Outros funcionários descrevem o presidente francês Nicolas Sarkozy como "suscetível autoritário" e afirmam que o presidente afegão Hamid Karzai é "extremamente fraco".
As suspeitas sobre uma possível presença da Al-Qaeda na "tríplice fronteira" entre Brasil, Paraguai e Argentina, a decisão de isolar o presidente venezuelano Hugo Chávez e as "suspeitas" em Washington a respeito da presidente argentina, Cristina Fernández de Kirchner, são os primeiros assuntos sobre a América Latina revelados por estas notas diplomáticas.

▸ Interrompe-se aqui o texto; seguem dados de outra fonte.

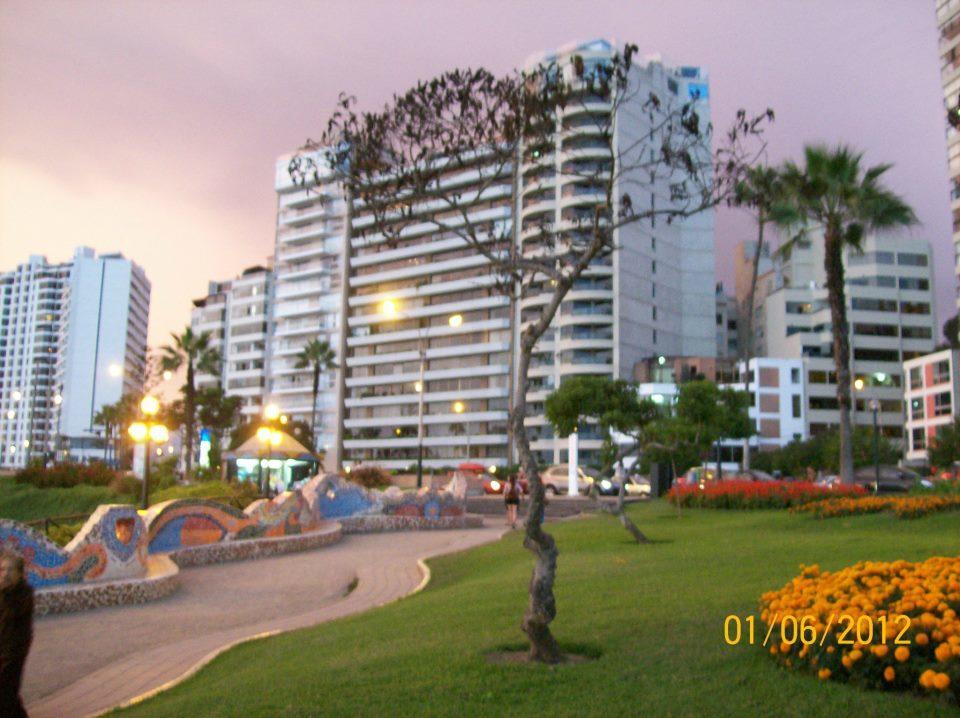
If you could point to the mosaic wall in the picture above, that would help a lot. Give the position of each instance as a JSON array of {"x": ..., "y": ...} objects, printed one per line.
[
  {"x": 182, "y": 523},
  {"x": 111, "y": 545},
  {"x": 116, "y": 540}
]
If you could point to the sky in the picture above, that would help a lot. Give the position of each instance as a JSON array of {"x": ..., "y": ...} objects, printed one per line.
[{"x": 154, "y": 128}]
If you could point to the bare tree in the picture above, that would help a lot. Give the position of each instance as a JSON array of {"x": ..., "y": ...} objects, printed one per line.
[{"x": 436, "y": 153}]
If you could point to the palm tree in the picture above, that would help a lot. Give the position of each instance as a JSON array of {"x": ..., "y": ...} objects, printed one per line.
[
  {"x": 759, "y": 191},
  {"x": 194, "y": 351},
  {"x": 834, "y": 195},
  {"x": 319, "y": 356}
]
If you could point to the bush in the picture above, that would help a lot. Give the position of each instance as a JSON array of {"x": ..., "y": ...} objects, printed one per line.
[
  {"x": 740, "y": 494},
  {"x": 67, "y": 475},
  {"x": 370, "y": 476}
]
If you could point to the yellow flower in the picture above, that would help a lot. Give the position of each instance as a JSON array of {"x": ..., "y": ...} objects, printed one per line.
[{"x": 944, "y": 652}]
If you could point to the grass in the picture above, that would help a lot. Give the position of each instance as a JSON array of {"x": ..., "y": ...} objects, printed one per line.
[
  {"x": 24, "y": 502},
  {"x": 654, "y": 613}
]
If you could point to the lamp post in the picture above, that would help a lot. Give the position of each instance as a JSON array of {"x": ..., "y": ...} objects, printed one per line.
[
  {"x": 389, "y": 307},
  {"x": 875, "y": 408},
  {"x": 147, "y": 432},
  {"x": 267, "y": 437}
]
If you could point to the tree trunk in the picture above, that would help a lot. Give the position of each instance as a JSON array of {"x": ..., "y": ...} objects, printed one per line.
[
  {"x": 836, "y": 294},
  {"x": 748, "y": 331},
  {"x": 542, "y": 606}
]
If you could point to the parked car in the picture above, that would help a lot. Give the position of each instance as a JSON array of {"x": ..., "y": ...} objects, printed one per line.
[
  {"x": 556, "y": 479},
  {"x": 496, "y": 484},
  {"x": 636, "y": 486},
  {"x": 892, "y": 479}
]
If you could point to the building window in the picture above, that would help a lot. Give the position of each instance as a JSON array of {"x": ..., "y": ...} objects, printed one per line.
[
  {"x": 941, "y": 372},
  {"x": 916, "y": 378},
  {"x": 919, "y": 439},
  {"x": 916, "y": 408},
  {"x": 941, "y": 404}
]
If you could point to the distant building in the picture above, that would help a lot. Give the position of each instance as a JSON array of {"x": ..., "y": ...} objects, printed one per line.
[
  {"x": 236, "y": 314},
  {"x": 948, "y": 20},
  {"x": 932, "y": 388},
  {"x": 728, "y": 324},
  {"x": 73, "y": 339}
]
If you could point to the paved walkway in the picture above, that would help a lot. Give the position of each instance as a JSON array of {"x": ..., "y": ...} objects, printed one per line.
[{"x": 84, "y": 663}]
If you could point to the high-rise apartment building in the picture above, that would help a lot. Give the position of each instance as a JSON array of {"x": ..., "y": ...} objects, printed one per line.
[
  {"x": 73, "y": 338},
  {"x": 307, "y": 297},
  {"x": 236, "y": 314},
  {"x": 891, "y": 318},
  {"x": 948, "y": 19},
  {"x": 655, "y": 294},
  {"x": 427, "y": 333}
]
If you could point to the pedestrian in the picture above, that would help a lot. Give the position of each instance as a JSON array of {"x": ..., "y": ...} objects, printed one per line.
[
  {"x": 16, "y": 631},
  {"x": 511, "y": 497}
]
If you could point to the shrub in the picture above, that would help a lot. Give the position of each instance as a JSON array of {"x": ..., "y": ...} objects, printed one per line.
[
  {"x": 66, "y": 475},
  {"x": 741, "y": 494},
  {"x": 905, "y": 633},
  {"x": 370, "y": 476}
]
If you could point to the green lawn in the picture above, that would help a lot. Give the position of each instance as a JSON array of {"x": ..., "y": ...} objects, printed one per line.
[
  {"x": 24, "y": 502},
  {"x": 655, "y": 613}
]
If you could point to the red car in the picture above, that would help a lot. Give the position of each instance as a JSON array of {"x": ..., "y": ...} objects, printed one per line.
[{"x": 495, "y": 485}]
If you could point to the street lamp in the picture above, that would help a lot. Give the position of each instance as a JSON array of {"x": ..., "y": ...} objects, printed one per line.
[
  {"x": 391, "y": 308},
  {"x": 267, "y": 437},
  {"x": 147, "y": 432},
  {"x": 875, "y": 408}
]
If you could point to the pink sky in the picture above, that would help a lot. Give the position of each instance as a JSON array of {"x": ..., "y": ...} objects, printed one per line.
[{"x": 152, "y": 128}]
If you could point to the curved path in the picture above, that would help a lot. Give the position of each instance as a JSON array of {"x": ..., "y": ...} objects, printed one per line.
[{"x": 85, "y": 663}]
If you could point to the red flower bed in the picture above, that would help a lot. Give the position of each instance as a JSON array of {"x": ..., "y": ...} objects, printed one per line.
[{"x": 743, "y": 494}]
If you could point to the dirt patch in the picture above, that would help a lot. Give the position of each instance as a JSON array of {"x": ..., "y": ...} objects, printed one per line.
[{"x": 522, "y": 657}]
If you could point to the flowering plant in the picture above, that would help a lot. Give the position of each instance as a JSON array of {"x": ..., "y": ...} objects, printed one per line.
[
  {"x": 745, "y": 494},
  {"x": 877, "y": 624}
]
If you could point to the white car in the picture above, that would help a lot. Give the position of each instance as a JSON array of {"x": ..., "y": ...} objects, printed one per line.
[{"x": 556, "y": 479}]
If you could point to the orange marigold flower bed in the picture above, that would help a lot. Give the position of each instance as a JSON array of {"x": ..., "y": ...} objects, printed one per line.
[
  {"x": 743, "y": 494},
  {"x": 887, "y": 625},
  {"x": 904, "y": 507}
]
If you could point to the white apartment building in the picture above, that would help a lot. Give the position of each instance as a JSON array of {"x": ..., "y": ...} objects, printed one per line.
[
  {"x": 890, "y": 311},
  {"x": 307, "y": 298},
  {"x": 236, "y": 314},
  {"x": 73, "y": 338},
  {"x": 948, "y": 19},
  {"x": 655, "y": 294},
  {"x": 930, "y": 399}
]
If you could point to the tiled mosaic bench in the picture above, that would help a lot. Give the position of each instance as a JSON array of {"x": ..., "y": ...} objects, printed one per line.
[
  {"x": 162, "y": 579},
  {"x": 380, "y": 523},
  {"x": 256, "y": 548}
]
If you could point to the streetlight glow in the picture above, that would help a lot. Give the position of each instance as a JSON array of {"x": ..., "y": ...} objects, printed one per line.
[
  {"x": 138, "y": 431},
  {"x": 150, "y": 405}
]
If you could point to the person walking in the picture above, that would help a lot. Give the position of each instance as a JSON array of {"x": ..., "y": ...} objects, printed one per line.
[
  {"x": 511, "y": 498},
  {"x": 16, "y": 631}
]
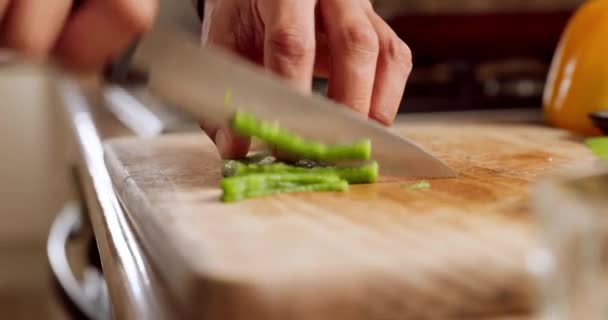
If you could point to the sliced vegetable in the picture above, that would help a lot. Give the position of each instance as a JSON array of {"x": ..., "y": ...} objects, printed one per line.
[
  {"x": 366, "y": 173},
  {"x": 271, "y": 133},
  {"x": 261, "y": 184},
  {"x": 272, "y": 180},
  {"x": 339, "y": 186},
  {"x": 420, "y": 185},
  {"x": 599, "y": 146}
]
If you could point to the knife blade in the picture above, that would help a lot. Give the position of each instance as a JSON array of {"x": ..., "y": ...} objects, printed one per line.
[{"x": 196, "y": 79}]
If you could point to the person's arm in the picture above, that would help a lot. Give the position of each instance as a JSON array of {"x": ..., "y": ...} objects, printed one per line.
[{"x": 86, "y": 34}]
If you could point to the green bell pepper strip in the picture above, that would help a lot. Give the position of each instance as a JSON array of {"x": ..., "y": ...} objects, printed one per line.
[
  {"x": 338, "y": 186},
  {"x": 599, "y": 146},
  {"x": 366, "y": 173},
  {"x": 262, "y": 181},
  {"x": 271, "y": 133}
]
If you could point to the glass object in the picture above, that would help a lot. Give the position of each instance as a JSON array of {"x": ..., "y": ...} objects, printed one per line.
[
  {"x": 573, "y": 264},
  {"x": 578, "y": 79}
]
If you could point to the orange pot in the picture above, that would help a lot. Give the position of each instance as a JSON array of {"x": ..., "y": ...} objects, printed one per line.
[{"x": 578, "y": 79}]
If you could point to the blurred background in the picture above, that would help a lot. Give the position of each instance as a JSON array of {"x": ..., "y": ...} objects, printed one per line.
[{"x": 468, "y": 54}]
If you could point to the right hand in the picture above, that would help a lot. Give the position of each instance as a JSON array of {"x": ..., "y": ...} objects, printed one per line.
[
  {"x": 88, "y": 36},
  {"x": 343, "y": 40}
]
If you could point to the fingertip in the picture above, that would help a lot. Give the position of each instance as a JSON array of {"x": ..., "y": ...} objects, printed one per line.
[{"x": 231, "y": 145}]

Segundo o The Guardian, Washington pediu em 2008 a seus diplomatas que investigassem a possível presença da Al-Qaeda e de outros "grupos terroristas" islamitas na "tríplice fronteira". A região tem muitos imigrantes de países árabes e é cenário de uma arrecadação de fundos para organizações como o Hezbollah libanês ou o Hamas palestino, e está na mira desde o atentado de 1994 contra a mutual judaica AMIA de Buenos Aires (85 mortos).
O jornal El País revela os esforços americanos para "isolar" Chávez, sobre quem um conselheiro diplomático do presidente francês Nicolas Sarkozy afirmou que "está louco".
Hillary Clinton chega a solicitar informações sobre a saúde mental da presidente argentina, que desperta "suspeitas" e, Washington, indicam as notas.
Numa primeira reação, a Casa Branca condenou "nos termos mais fortes a publicação irresponsável e perigosa" desses documentos, afirmando que a iniciativa do WikiLeaks poderá fazer com que muitas pessoas corram riscos mortais.
"Que isto fique claro: tais revelações fazem nossos diplomatas correrem riscos", afirmou o porta-voz do presidente Barack Obama, Robert Gibbs.
Além disso, Londres, Paris, Berlim, Bruxelas e Roma condenaram a publicação "irresponsável e perigosa desses documentos", que, segundo Le Monde e The Guardian "estão desatando uma crise diplomática mundial", cujo impacto foi resumido pelo chanceler italiano, Franco Frattini: "É um 11 de setembro para a diplomacia mundial".